Action has been taken by the US Department of Justice following a claim by the infamous REvil (Sodinokibi) group that they have stolen Apple trade secrets via a supplier. This has immediately resulted in the launching of a new ransomware task force.
The Resident REvil
A blog by the REvil group was posted on its dark web-hosting shaming site claiming to have compromised a network operated by Taiwanese supplier Quanta Computer. Following the firm’s refusal to meet the ransom demand of $50m, REvil then put pressure on Apple via the posting of screenshots of Macbook schematics with a threat of further attacks. It is also believed that other firms could be affected.
According to The Record, REvil operators wrote that their team was negotiating the sale of large quantities of confidential personal data and drawings with several major brands, further requesting that Apple buy back the available data before May 1st.
As of right now, it is unclear what the figure amount REvil is demanding for the safe return of the data. However, what is clear is that this particular attempt at extortion is further disturbing developments in the overall ransomware story, with no clarity on if the group has the schematics for unreleased products.
Upon setting up this new ransomware task force, the prime goal is to tackle this threat directly by working with coordinated efforts in hand with federal governments.
The goal is to disrupt C&C infrastructure, seize profits, coordinate training and share intelligence among other factors.

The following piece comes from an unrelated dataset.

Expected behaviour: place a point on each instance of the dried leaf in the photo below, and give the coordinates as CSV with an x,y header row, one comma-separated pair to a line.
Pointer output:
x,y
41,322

Whilst the department has taken many significant steps to combat cybercrime, the coordination with all authorities and the ability to utilise full resources to combat this growing threat and cut the problem at the root.
A Sudden Silence
Following this development, the original posts have been removed from REvil’s naming and shaming site and no further reports of extortion attempts have been reported or made public. With REvil’s notorious unsympathetic extortion model, it is very out of the ordinary for such a move to be undertaken in removing all mention.
REvil is a Russian speaking cybercrime outfit that has claimed over $100m per year in successful ransom crime, with an estimated $2bn total from their nefarious activities towards businesses.
In 2020, a total of over 2400 ransomware incidents went reported to the Federal Bureau of Investigation, as evidenced and documented in their annual cybercrime report.